December 1, 2017

Forty Years Later - Shellac for my chairs




How many of us used Shellac to treat our plain wooden floors in Sibu and in the homes along the Rajang Basin?

I lived in a wooden house in Kung Ping Road (later Brooke Drive)in Sibu for many years and the floors were all shellacked by my mother herself with our help. We would do it at night when everyone was asleep. At that time the term DIY was not in our dictionary. But at that impressionable age I was pretty proud of my mother. She did quite a lot of things from scratch and when I became a mother and wife later I could never rise to her level or standard.

Mum always believed that a shellac floor was tidier and easier to keep clean. And we used the real thing at that time having the crush the shellac flakes into the thinner and mixing it well. It was sticky and smelly but our floors were beautiful and memorable.

Did you know that Shellac is a resin secreted by the female lac bug to form a cocoon, on trees in the forests of India and Thailand?

It is processed and sold as dry flakes , which are dissolved in denatured alcohol to make liquid shellac, which is used as a brush-on colorant, food glaze and wood finish much like a combination of stain and polyurethane. Shellac functions as a tough all-natural primer, sanding sealer, tannin-blocker, odor-blocker, stain (pigment), and high-gloss varnish. Shellac was also once used in electrical applications as it possesses good insulation qualities and it seals out moisture.

It is also often the only historically-appropriate finish for early 20th-century hardwood floors, and wooden wall and ceiling paneling.

From the time it replaced oil and wax finishes in the 1800s, shellac was the dominant wood finish in the western world until it was replaced by nitrocellulose lacquer in the 1920s and 1930s. It remained popular in the Southern United States through the 1950s and 1960s. It continues to be a popular candy glaze for pill shaped sweets such as Skittles.

A bottle of Shellac Flat, used to reduce the glossiness of shellac.Shellac comes in many warm colours, ranging from a very light blond ("platina") to a very dark brown ("garnet"), with all shades of brown and yellow and orange and red in between. The colour is influenced by the sap of the tree the lac bug is living on, as well as the time of harvest. Historically, the most commonly-sold shellac is called "orange shellac", and was used extensively as a combination stain and protectant on wood paneling and cabinetry in the 20th-century (see photo at right).

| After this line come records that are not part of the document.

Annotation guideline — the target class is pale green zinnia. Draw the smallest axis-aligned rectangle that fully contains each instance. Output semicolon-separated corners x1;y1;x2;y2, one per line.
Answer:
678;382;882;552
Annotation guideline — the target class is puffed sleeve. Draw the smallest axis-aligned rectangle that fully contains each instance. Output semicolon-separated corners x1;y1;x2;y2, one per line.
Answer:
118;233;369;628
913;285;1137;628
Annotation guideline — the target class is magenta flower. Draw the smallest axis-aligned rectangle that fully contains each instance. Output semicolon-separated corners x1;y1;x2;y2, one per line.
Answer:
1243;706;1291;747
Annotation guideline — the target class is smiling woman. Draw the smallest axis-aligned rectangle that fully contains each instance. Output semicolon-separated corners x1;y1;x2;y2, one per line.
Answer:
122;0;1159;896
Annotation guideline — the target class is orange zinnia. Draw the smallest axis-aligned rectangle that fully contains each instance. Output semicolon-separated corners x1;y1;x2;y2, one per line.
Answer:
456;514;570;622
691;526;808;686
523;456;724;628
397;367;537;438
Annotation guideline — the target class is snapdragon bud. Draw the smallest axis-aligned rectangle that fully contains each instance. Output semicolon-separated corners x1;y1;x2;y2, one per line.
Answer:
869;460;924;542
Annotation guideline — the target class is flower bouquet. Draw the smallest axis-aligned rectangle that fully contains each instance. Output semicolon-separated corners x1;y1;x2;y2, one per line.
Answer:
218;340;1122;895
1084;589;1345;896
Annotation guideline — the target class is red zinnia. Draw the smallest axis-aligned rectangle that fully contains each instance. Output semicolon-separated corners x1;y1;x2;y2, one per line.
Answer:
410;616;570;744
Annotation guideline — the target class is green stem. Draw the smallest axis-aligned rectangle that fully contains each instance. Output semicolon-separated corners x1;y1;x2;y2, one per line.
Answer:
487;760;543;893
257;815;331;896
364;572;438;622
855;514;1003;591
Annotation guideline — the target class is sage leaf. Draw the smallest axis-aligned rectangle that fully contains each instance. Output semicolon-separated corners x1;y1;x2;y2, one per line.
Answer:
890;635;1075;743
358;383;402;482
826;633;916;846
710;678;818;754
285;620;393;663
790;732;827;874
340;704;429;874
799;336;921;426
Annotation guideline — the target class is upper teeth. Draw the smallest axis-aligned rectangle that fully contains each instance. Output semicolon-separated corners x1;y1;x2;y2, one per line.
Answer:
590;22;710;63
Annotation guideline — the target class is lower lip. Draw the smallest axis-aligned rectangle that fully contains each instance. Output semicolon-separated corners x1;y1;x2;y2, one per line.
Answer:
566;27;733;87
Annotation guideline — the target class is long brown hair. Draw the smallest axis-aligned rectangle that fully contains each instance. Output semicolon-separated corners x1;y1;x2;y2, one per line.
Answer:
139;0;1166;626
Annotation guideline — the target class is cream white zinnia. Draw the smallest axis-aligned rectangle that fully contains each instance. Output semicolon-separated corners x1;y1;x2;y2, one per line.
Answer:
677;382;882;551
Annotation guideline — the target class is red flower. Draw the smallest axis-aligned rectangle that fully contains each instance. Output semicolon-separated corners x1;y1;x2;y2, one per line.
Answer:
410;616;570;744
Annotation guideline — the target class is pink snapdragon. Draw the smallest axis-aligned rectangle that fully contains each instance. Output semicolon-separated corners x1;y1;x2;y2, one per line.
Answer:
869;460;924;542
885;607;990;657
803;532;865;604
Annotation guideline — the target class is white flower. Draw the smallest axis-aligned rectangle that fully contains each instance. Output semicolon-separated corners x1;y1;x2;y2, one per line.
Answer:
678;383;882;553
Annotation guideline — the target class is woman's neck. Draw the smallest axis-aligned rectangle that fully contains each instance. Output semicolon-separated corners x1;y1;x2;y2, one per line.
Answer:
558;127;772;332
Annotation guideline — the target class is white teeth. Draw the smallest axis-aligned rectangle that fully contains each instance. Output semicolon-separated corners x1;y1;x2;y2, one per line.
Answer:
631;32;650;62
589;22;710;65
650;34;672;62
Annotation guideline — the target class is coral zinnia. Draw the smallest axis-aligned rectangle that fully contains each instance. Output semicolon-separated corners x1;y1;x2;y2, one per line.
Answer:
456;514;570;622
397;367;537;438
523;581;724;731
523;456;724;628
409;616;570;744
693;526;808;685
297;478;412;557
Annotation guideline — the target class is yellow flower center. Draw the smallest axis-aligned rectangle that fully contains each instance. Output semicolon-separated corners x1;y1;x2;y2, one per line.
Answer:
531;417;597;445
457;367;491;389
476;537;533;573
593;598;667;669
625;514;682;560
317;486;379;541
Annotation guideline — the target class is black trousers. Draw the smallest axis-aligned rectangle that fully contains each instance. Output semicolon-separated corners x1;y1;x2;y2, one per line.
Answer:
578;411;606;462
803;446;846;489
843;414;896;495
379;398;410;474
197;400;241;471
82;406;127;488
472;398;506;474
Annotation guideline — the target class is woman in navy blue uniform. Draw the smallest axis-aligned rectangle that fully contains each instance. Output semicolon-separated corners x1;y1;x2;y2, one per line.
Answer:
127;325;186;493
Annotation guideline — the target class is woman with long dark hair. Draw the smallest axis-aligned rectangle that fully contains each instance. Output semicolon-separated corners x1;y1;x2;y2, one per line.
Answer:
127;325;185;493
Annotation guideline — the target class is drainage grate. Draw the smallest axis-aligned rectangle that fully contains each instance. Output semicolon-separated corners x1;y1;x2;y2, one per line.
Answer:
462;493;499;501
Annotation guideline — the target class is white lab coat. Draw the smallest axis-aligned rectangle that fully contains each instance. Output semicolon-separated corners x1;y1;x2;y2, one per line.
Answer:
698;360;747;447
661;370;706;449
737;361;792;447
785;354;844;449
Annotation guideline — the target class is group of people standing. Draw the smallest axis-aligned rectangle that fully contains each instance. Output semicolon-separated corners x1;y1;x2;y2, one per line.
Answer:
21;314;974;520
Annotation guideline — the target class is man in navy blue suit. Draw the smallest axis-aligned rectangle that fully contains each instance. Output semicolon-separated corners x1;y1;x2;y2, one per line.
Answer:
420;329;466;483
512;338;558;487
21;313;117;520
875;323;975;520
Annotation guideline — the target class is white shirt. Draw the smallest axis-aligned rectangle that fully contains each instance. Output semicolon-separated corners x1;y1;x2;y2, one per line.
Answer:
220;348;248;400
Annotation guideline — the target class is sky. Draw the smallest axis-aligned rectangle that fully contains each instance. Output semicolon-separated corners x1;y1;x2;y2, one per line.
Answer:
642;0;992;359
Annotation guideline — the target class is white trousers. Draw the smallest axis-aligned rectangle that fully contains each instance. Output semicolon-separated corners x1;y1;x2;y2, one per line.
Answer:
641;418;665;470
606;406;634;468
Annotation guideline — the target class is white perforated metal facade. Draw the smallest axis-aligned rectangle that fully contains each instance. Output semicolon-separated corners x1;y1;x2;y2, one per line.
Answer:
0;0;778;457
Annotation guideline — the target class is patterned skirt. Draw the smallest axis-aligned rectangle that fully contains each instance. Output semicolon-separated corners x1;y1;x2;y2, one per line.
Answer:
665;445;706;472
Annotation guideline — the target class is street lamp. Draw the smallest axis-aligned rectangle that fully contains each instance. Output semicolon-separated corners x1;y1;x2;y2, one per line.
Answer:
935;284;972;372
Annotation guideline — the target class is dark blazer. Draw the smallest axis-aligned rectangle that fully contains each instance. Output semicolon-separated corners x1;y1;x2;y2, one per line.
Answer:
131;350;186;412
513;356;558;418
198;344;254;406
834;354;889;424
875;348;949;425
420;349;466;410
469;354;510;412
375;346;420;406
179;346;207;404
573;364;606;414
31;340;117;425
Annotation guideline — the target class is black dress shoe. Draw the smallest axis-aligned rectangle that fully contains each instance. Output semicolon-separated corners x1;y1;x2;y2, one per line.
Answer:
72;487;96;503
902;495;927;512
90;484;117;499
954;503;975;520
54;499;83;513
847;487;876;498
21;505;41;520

Shellac was once very common, being available any place paints or varnishes were sold (such as hardware stores). Cheaper, clear, more abrasion- and chemical-resistant items (such as polyurethane) have almost completely replaced it in the world of decorative residential wood finishing (such as for hardwood floors, wooden wainscoting and plank paneling, and kitchen cabinets). Such things, however, must be applied over a stain if the user wants the wood coloured; shellac wasn't applied over a stain, as it was orange/amber in colour by itself, and so functioned as a combination stain and protective topcoat. These modern chemicals, while some come closer than others, can never completely replicate the warm, inviting glow that shellac lends to wood. "Wax over shellac" (an application of buffed-on paste wax over several coats of shellac) is often regarded as the most beautiful finish for hardwood floors.[4]

Shellac flakes are hard to find now. Some specialty woodworking shops offer it as a special-order item. There are a few specialty companies dedicated exclusively to it, such as [1]. Zinsser offers a pre-mixed liquid preparation of waxy (non-dewaxed) shellac, in both "amber" (roughly Waxy Orange) and "clear" (roughly Waxy Platina), which is sold at Lowes and Home Depot.



Some interesting trivia :

It takes about 100,000 lac bugs to make 500 g of shellac flakes.
Shellac is UV-resistant, and does not darken as it ages (though the wood under it may do so on its own, as in the case of pine).
Shellac scratches less easily than lacquer, and damaged areas can easily be touched-up with another coat of shellac (unlike with polyurethane) because the new coat melds itself into the existing coat(s).